The move in the global oil market came after Saudi Arabia took drastic measures to overhaul its finances amid the global economic shock of the coronavirus pandemic.
The value added tax will be tripled to 15 percent, cost of living allowances for government employees cut, and capital spending on some big projects reduced or delayed.
But megaprojects such as NEOM and the Red Sea Development, core parts of the Vision 2030 reforms, will carry on.

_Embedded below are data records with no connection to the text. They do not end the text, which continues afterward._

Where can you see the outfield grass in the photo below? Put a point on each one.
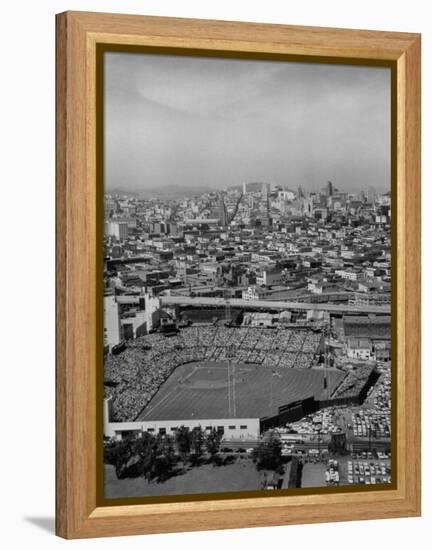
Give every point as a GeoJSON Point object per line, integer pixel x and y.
{"type": "Point", "coordinates": [242, 475]}
{"type": "Point", "coordinates": [313, 475]}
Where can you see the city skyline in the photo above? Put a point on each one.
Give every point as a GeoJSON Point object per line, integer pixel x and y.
{"type": "Point", "coordinates": [309, 123]}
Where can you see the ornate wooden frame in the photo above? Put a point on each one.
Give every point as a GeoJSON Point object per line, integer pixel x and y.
{"type": "Point", "coordinates": [77, 511]}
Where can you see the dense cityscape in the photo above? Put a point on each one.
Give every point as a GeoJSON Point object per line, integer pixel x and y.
{"type": "Point", "coordinates": [248, 327]}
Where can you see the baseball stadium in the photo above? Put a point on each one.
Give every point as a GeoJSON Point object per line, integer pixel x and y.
{"type": "Point", "coordinates": [241, 380]}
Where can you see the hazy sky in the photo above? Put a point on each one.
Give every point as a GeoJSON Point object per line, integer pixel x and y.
{"type": "Point", "coordinates": [212, 122]}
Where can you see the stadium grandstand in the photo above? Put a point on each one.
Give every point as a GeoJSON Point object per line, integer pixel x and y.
{"type": "Point", "coordinates": [229, 377]}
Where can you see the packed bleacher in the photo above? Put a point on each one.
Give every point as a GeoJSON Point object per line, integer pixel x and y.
{"type": "Point", "coordinates": [133, 377]}
{"type": "Point", "coordinates": [352, 384]}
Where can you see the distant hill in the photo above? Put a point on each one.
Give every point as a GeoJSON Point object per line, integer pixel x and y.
{"type": "Point", "coordinates": [174, 191]}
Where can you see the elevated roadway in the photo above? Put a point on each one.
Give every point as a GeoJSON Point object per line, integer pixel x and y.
{"type": "Point", "coordinates": [276, 305]}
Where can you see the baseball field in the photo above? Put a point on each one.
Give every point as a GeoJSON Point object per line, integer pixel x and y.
{"type": "Point", "coordinates": [219, 390]}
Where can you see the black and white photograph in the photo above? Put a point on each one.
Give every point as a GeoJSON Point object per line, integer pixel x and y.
{"type": "Point", "coordinates": [247, 275]}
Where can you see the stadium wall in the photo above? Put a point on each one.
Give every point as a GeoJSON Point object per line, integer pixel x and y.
{"type": "Point", "coordinates": [246, 429]}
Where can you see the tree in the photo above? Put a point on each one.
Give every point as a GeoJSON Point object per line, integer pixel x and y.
{"type": "Point", "coordinates": [212, 443]}
{"type": "Point", "coordinates": [268, 454]}
{"type": "Point", "coordinates": [163, 460]}
{"type": "Point", "coordinates": [183, 441]}
{"type": "Point", "coordinates": [146, 449]}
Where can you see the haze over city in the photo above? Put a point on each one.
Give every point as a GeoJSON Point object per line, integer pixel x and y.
{"type": "Point", "coordinates": [191, 122]}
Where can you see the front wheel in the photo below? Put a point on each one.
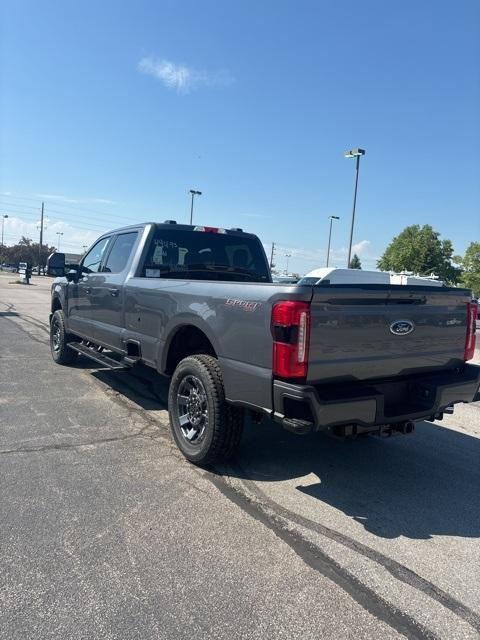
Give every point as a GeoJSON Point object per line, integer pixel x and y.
{"type": "Point", "coordinates": [61, 353]}
{"type": "Point", "coordinates": [205, 427]}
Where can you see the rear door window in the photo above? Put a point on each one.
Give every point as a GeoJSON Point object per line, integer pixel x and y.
{"type": "Point", "coordinates": [120, 253]}
{"type": "Point", "coordinates": [203, 255]}
{"type": "Point", "coordinates": [92, 261]}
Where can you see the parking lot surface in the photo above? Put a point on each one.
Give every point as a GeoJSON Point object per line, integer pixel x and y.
{"type": "Point", "coordinates": [107, 532]}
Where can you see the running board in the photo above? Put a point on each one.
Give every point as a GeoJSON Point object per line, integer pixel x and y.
{"type": "Point", "coordinates": [99, 357]}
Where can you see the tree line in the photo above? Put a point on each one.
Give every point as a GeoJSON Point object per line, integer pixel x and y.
{"type": "Point", "coordinates": [418, 249]}
{"type": "Point", "coordinates": [25, 251]}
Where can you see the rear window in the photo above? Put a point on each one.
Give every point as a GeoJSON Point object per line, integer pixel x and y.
{"type": "Point", "coordinates": [200, 255]}
{"type": "Point", "coordinates": [120, 253]}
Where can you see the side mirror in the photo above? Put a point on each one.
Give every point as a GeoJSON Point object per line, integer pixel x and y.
{"type": "Point", "coordinates": [72, 275]}
{"type": "Point", "coordinates": [56, 264]}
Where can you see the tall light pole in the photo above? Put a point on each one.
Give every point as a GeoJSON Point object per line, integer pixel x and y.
{"type": "Point", "coordinates": [194, 193]}
{"type": "Point", "coordinates": [5, 215]}
{"type": "Point", "coordinates": [59, 233]}
{"type": "Point", "coordinates": [332, 218]}
{"type": "Point", "coordinates": [354, 153]}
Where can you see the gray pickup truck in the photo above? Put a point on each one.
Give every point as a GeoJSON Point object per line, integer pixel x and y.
{"type": "Point", "coordinates": [198, 304]}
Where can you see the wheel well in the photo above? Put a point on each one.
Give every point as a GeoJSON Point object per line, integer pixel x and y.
{"type": "Point", "coordinates": [187, 341]}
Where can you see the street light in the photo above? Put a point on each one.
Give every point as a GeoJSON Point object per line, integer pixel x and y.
{"type": "Point", "coordinates": [194, 193]}
{"type": "Point", "coordinates": [332, 218]}
{"type": "Point", "coordinates": [5, 215]}
{"type": "Point", "coordinates": [59, 233]}
{"type": "Point", "coordinates": [354, 153]}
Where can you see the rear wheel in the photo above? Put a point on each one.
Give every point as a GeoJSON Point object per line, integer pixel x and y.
{"type": "Point", "coordinates": [59, 338]}
{"type": "Point", "coordinates": [205, 427]}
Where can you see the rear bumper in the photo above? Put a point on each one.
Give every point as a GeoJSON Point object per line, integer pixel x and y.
{"type": "Point", "coordinates": [375, 403]}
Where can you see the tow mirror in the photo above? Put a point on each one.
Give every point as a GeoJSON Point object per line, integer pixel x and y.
{"type": "Point", "coordinates": [72, 275]}
{"type": "Point", "coordinates": [56, 265]}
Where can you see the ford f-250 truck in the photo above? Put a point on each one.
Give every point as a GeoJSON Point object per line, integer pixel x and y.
{"type": "Point", "coordinates": [198, 304]}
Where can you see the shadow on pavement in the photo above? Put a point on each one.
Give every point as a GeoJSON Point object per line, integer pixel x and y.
{"type": "Point", "coordinates": [416, 486]}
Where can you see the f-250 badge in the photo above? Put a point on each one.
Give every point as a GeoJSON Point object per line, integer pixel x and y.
{"type": "Point", "coordinates": [244, 305]}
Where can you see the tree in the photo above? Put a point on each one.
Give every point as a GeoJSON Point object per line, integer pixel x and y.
{"type": "Point", "coordinates": [420, 250]}
{"type": "Point", "coordinates": [26, 251]}
{"type": "Point", "coordinates": [355, 262]}
{"type": "Point", "coordinates": [470, 264]}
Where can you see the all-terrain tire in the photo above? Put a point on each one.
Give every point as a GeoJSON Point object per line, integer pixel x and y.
{"type": "Point", "coordinates": [59, 338]}
{"type": "Point", "coordinates": [222, 430]}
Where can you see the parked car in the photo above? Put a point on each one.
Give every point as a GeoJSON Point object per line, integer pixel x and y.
{"type": "Point", "coordinates": [198, 304]}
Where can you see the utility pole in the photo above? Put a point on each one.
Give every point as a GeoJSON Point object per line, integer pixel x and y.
{"type": "Point", "coordinates": [357, 154]}
{"type": "Point", "coordinates": [194, 193]}
{"type": "Point", "coordinates": [332, 218]}
{"type": "Point", "coordinates": [40, 265]}
{"type": "Point", "coordinates": [271, 256]}
{"type": "Point", "coordinates": [5, 215]}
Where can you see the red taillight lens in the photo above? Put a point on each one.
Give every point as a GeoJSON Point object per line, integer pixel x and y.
{"type": "Point", "coordinates": [291, 332]}
{"type": "Point", "coordinates": [472, 312]}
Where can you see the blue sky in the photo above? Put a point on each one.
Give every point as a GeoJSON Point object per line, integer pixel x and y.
{"type": "Point", "coordinates": [111, 111]}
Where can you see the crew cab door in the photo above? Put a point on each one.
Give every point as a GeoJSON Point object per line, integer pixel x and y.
{"type": "Point", "coordinates": [80, 293]}
{"type": "Point", "coordinates": [107, 294]}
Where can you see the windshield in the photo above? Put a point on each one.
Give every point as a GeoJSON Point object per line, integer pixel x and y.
{"type": "Point", "coordinates": [199, 255]}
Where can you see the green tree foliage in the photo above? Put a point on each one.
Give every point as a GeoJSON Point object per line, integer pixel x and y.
{"type": "Point", "coordinates": [420, 250]}
{"type": "Point", "coordinates": [25, 251]}
{"type": "Point", "coordinates": [355, 262]}
{"type": "Point", "coordinates": [470, 264]}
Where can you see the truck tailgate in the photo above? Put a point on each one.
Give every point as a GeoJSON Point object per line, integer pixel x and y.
{"type": "Point", "coordinates": [352, 335]}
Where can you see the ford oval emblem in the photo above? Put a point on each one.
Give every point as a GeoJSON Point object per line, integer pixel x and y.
{"type": "Point", "coordinates": [402, 327]}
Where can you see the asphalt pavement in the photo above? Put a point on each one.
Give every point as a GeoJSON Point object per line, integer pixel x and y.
{"type": "Point", "coordinates": [106, 532]}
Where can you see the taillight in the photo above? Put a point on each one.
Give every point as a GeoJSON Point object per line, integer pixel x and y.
{"type": "Point", "coordinates": [472, 311]}
{"type": "Point", "coordinates": [291, 333]}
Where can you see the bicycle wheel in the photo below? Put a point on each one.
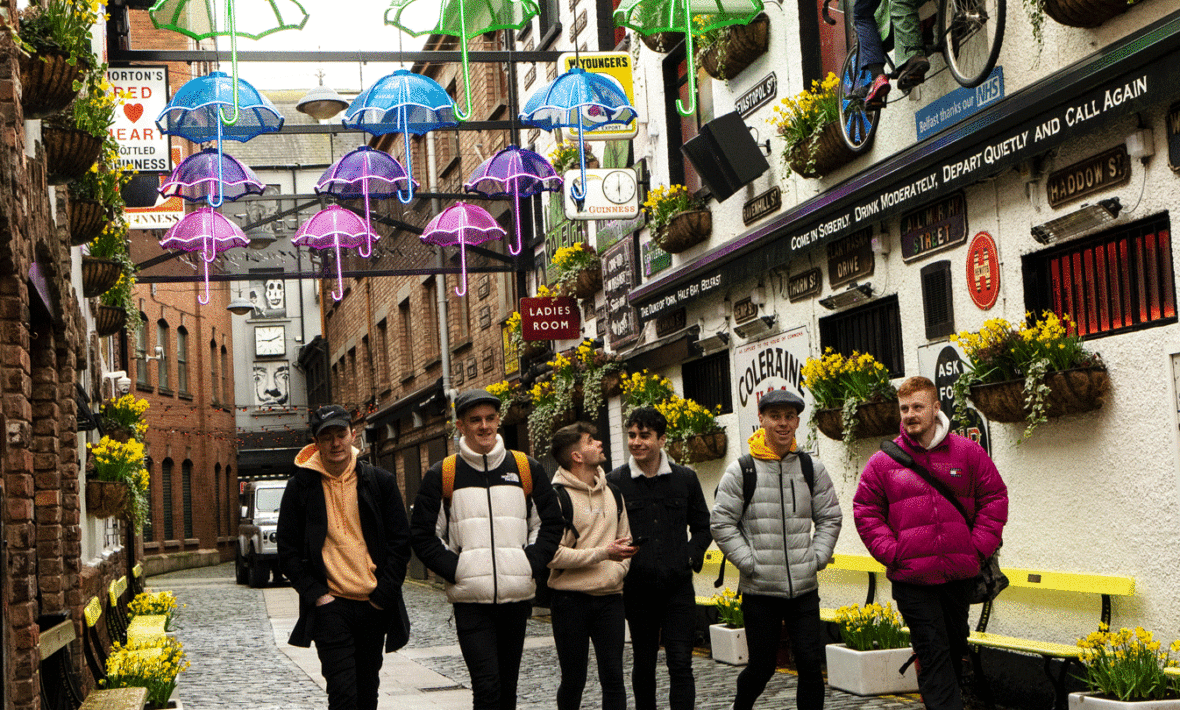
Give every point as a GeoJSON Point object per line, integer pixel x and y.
{"type": "Point", "coordinates": [857, 125]}
{"type": "Point", "coordinates": [971, 32]}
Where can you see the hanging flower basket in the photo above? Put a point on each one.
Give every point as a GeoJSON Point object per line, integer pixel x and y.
{"type": "Point", "coordinates": [874, 419]}
{"type": "Point", "coordinates": [109, 320]}
{"type": "Point", "coordinates": [47, 83]}
{"type": "Point", "coordinates": [828, 149]}
{"type": "Point", "coordinates": [86, 219]}
{"type": "Point", "coordinates": [1070, 392]}
{"type": "Point", "coordinates": [69, 152]}
{"type": "Point", "coordinates": [106, 499]}
{"type": "Point", "coordinates": [98, 275]}
{"type": "Point", "coordinates": [743, 45]}
{"type": "Point", "coordinates": [686, 230]}
{"type": "Point", "coordinates": [1083, 13]}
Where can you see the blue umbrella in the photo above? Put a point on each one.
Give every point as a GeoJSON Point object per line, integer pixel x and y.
{"type": "Point", "coordinates": [583, 100]}
{"type": "Point", "coordinates": [402, 103]}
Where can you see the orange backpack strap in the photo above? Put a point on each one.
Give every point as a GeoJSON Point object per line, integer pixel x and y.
{"type": "Point", "coordinates": [524, 471]}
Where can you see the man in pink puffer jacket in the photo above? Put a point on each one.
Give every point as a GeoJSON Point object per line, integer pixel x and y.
{"type": "Point", "coordinates": [930, 553]}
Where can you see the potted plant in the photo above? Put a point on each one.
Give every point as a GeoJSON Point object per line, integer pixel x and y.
{"type": "Point", "coordinates": [874, 648]}
{"type": "Point", "coordinates": [56, 54]}
{"type": "Point", "coordinates": [723, 52]}
{"type": "Point", "coordinates": [727, 637]}
{"type": "Point", "coordinates": [1031, 374]}
{"type": "Point", "coordinates": [810, 123]}
{"type": "Point", "coordinates": [578, 270]}
{"type": "Point", "coordinates": [1125, 670]}
{"type": "Point", "coordinates": [853, 396]}
{"type": "Point", "coordinates": [677, 219]}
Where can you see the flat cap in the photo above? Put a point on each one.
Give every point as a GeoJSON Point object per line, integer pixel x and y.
{"type": "Point", "coordinates": [780, 398]}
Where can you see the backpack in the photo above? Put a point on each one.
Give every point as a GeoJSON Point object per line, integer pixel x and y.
{"type": "Point", "coordinates": [749, 482]}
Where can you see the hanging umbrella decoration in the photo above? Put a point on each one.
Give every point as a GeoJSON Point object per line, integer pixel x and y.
{"type": "Point", "coordinates": [335, 228]}
{"type": "Point", "coordinates": [690, 17]}
{"type": "Point", "coordinates": [463, 19]}
{"type": "Point", "coordinates": [516, 172]}
{"type": "Point", "coordinates": [402, 103]}
{"type": "Point", "coordinates": [582, 100]}
{"type": "Point", "coordinates": [365, 173]}
{"type": "Point", "coordinates": [464, 225]}
{"type": "Point", "coordinates": [207, 231]}
{"type": "Point", "coordinates": [200, 19]}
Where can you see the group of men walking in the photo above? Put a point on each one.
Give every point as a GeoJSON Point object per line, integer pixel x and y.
{"type": "Point", "coordinates": [622, 547]}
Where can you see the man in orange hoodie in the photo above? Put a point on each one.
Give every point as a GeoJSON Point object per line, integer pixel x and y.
{"type": "Point", "coordinates": [343, 541]}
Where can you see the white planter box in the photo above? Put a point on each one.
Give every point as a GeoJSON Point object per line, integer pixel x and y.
{"type": "Point", "coordinates": [728, 644]}
{"type": "Point", "coordinates": [1086, 701]}
{"type": "Point", "coordinates": [870, 672]}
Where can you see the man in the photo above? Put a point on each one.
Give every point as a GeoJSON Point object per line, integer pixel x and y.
{"type": "Point", "coordinates": [930, 552]}
{"type": "Point", "coordinates": [343, 541]}
{"type": "Point", "coordinates": [768, 537]}
{"type": "Point", "coordinates": [486, 521]}
{"type": "Point", "coordinates": [664, 506]}
{"type": "Point", "coordinates": [588, 570]}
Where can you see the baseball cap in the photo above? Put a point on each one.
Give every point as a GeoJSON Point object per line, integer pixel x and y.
{"type": "Point", "coordinates": [780, 398]}
{"type": "Point", "coordinates": [329, 415]}
{"type": "Point", "coordinates": [474, 396]}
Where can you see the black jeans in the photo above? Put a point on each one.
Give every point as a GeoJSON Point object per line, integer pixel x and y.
{"type": "Point", "coordinates": [491, 637]}
{"type": "Point", "coordinates": [669, 613]}
{"type": "Point", "coordinates": [765, 619]}
{"type": "Point", "coordinates": [578, 619]}
{"type": "Point", "coordinates": [349, 638]}
{"type": "Point", "coordinates": [937, 617]}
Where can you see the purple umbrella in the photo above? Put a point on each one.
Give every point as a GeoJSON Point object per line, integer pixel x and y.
{"type": "Point", "coordinates": [365, 172]}
{"type": "Point", "coordinates": [334, 228]}
{"type": "Point", "coordinates": [214, 177]}
{"type": "Point", "coordinates": [517, 172]}
{"type": "Point", "coordinates": [461, 224]}
{"type": "Point", "coordinates": [205, 231]}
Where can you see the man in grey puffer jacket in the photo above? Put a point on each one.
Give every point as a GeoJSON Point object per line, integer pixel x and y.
{"type": "Point", "coordinates": [772, 544]}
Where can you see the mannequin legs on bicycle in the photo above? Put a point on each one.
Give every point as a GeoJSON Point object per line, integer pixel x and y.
{"type": "Point", "coordinates": [911, 63]}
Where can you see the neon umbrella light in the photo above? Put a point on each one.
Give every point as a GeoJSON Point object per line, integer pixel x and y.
{"type": "Point", "coordinates": [464, 225]}
{"type": "Point", "coordinates": [464, 19]}
{"type": "Point", "coordinates": [334, 228]}
{"type": "Point", "coordinates": [690, 17]}
{"type": "Point", "coordinates": [365, 172]}
{"type": "Point", "coordinates": [205, 231]}
{"type": "Point", "coordinates": [402, 103]}
{"type": "Point", "coordinates": [581, 100]}
{"type": "Point", "coordinates": [518, 172]}
{"type": "Point", "coordinates": [212, 177]}
{"type": "Point", "coordinates": [200, 20]}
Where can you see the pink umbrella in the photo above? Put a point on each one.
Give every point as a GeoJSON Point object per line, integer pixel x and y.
{"type": "Point", "coordinates": [461, 224]}
{"type": "Point", "coordinates": [205, 231]}
{"type": "Point", "coordinates": [335, 228]}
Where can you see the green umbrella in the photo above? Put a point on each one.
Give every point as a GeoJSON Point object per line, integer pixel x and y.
{"type": "Point", "coordinates": [200, 19]}
{"type": "Point", "coordinates": [463, 19]}
{"type": "Point", "coordinates": [690, 17]}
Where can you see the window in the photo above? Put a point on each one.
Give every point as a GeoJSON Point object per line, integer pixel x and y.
{"type": "Point", "coordinates": [1116, 281]}
{"type": "Point", "coordinates": [707, 382]}
{"type": "Point", "coordinates": [182, 360]}
{"type": "Point", "coordinates": [187, 497]}
{"type": "Point", "coordinates": [937, 304]}
{"type": "Point", "coordinates": [874, 328]}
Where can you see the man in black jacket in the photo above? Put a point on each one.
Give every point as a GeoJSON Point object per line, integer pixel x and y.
{"type": "Point", "coordinates": [343, 541]}
{"type": "Point", "coordinates": [664, 505]}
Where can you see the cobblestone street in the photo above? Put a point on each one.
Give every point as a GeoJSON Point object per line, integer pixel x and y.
{"type": "Point", "coordinates": [235, 638]}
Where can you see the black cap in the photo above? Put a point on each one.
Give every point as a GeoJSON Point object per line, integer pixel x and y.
{"type": "Point", "coordinates": [329, 415]}
{"type": "Point", "coordinates": [474, 396]}
{"type": "Point", "coordinates": [780, 398]}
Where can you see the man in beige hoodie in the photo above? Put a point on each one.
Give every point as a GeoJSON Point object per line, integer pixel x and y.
{"type": "Point", "coordinates": [588, 570]}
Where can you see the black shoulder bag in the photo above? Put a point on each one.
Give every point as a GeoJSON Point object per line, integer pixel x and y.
{"type": "Point", "coordinates": [990, 580]}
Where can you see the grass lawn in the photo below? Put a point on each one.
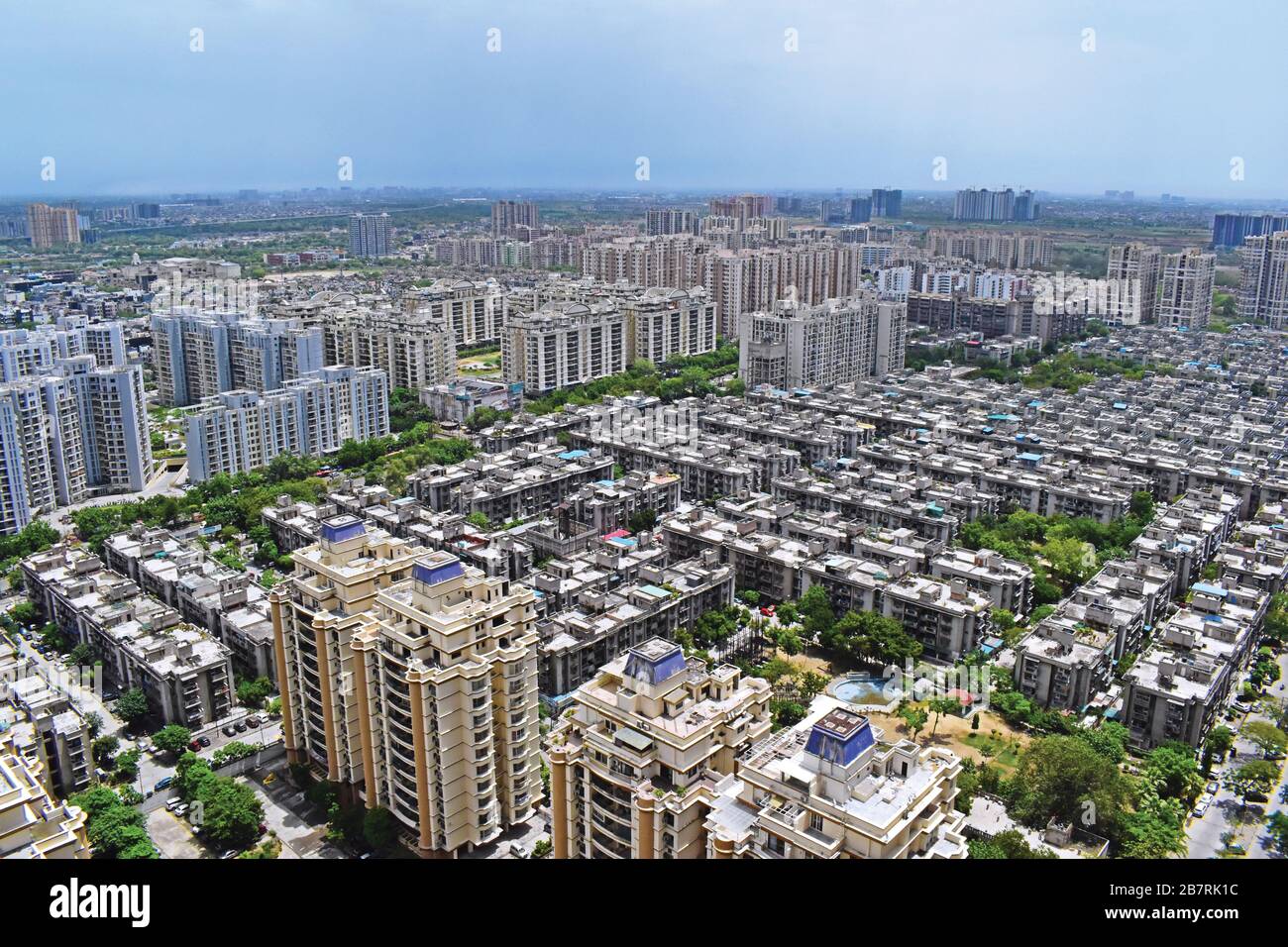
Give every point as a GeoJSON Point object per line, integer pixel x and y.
{"type": "Point", "coordinates": [993, 749]}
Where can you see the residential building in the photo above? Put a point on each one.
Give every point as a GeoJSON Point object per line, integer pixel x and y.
{"type": "Point", "coordinates": [832, 787]}
{"type": "Point", "coordinates": [314, 415]}
{"type": "Point", "coordinates": [369, 236]}
{"type": "Point", "coordinates": [635, 763]}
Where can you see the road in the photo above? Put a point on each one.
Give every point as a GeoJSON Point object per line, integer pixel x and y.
{"type": "Point", "coordinates": [163, 482]}
{"type": "Point", "coordinates": [1227, 813]}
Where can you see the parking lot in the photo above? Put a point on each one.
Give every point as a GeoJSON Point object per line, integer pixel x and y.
{"type": "Point", "coordinates": [172, 835]}
{"type": "Point", "coordinates": [290, 814]}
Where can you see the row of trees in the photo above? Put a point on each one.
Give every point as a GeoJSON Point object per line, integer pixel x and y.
{"type": "Point", "coordinates": [115, 828]}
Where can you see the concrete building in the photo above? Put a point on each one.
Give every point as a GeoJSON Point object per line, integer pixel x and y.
{"type": "Point", "coordinates": [415, 351]}
{"type": "Point", "coordinates": [818, 347]}
{"type": "Point", "coordinates": [314, 415]}
{"type": "Point", "coordinates": [833, 788]}
{"type": "Point", "coordinates": [1263, 285]}
{"type": "Point", "coordinates": [369, 236]}
{"type": "Point", "coordinates": [52, 226]}
{"type": "Point", "coordinates": [33, 822]}
{"type": "Point", "coordinates": [1185, 289]}
{"type": "Point", "coordinates": [563, 344]}
{"type": "Point", "coordinates": [635, 764]}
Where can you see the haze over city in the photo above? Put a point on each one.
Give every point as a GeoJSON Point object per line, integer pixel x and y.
{"type": "Point", "coordinates": [1008, 91]}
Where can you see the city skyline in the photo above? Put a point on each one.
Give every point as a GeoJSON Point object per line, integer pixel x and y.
{"type": "Point", "coordinates": [254, 110]}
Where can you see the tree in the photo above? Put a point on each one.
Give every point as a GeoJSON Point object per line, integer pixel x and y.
{"type": "Point", "coordinates": [172, 738]}
{"type": "Point", "coordinates": [1265, 736]}
{"type": "Point", "coordinates": [103, 749]}
{"type": "Point", "coordinates": [380, 828]}
{"type": "Point", "coordinates": [786, 712]}
{"type": "Point", "coordinates": [232, 813]}
{"type": "Point", "coordinates": [1172, 772]}
{"type": "Point", "coordinates": [643, 519]}
{"type": "Point", "coordinates": [815, 611]}
{"type": "Point", "coordinates": [127, 766]}
{"type": "Point", "coordinates": [1252, 779]}
{"type": "Point", "coordinates": [133, 705]}
{"type": "Point", "coordinates": [1276, 828]}
{"type": "Point", "coordinates": [1009, 844]}
{"type": "Point", "coordinates": [253, 693]}
{"type": "Point", "coordinates": [1218, 744]}
{"type": "Point", "coordinates": [1063, 777]}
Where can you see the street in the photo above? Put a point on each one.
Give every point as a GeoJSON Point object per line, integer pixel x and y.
{"type": "Point", "coordinates": [1227, 813]}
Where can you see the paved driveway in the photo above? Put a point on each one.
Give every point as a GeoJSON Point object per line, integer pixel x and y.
{"type": "Point", "coordinates": [171, 835]}
{"type": "Point", "coordinates": [290, 814]}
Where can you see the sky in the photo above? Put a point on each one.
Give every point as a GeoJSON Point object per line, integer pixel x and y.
{"type": "Point", "coordinates": [1160, 95]}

“It may not be as fast as it used to be, but they are continuing,” Finance Minister Mohammed Al-Jadaan said.
The increase in the VAT, bigger than the IMF has called for in the past, would add to the cost of living, but Al-Jadaan said the effect would be minimal because coronavirus lockdowns would depress consumer spending.
Some analysts said the measure was a return to “austerity” economics amid the global recession caused bythe pandemic. Tarek Fadlallah, chief executive of Nomura Asset Management in the Middle East, said: “The subtle approach to diversifying the Saudi economy and raising non-oil revenues has been too slow.
“The authorities have accepted the need to induce a painful and immediate overhaul of the economy in the hope of longer-term gains.”